One store we went into was completely empty, and after paying 400 shekels for a pack of gum, the man graciously thanked us and told us he was closing at the end of the month if things didn’t change, because no one was around anymore.

One other market had a man who remembered Avi pulling the same thing last summer, and when Avi asked him about his two friends who were there previously, he told us they had moved away because of the situation.

Mark got a big laugh when he paid a woman for a haircut and said he didn’t have time to get one and would collect in a year, when he returned for his son’s bar mitzvah.

Even John, lucked out. Being Irish Catholic, he found some shamrock magnets in a small store and couldn’t have been more thrilled to overpay.

The second to last store we went into found Mark buying some hats for his wife, and when he paid double, the woman actually told us she was doing fine and refused, but knew where we could spend the last of our money.

“There’s an elderly Russian woman named Nina who is a seamstress,” the woman said. “She is really hurting right now. She has a small shop over there.”

We walked over, and all the woman had was some fabric in the store. She was in the middle of making a dress for someone. We bought a piece of cloth, telling her we were also in the business, and dumped all the money we had left, which amounted to about 600 shekels. After her initial shock, she offered us a receipt, but we said it was fine and she could keep it.
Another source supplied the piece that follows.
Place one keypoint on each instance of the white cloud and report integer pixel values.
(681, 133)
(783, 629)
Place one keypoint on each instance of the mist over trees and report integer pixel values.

There’s an old saying that comedy is tragedy, plus time. Well, we can’t really make any jokes about Sderot, since the tragedy is still going on. All we can do is try and put a smile on a few people’s faces when we go there.

Lucky for everyone, that’s a smile you don’t have to be a professional standup comic to get. Try it yourself. You’ll be surprised just how good you are at it.

Go to Sderot on your next trip to Israel.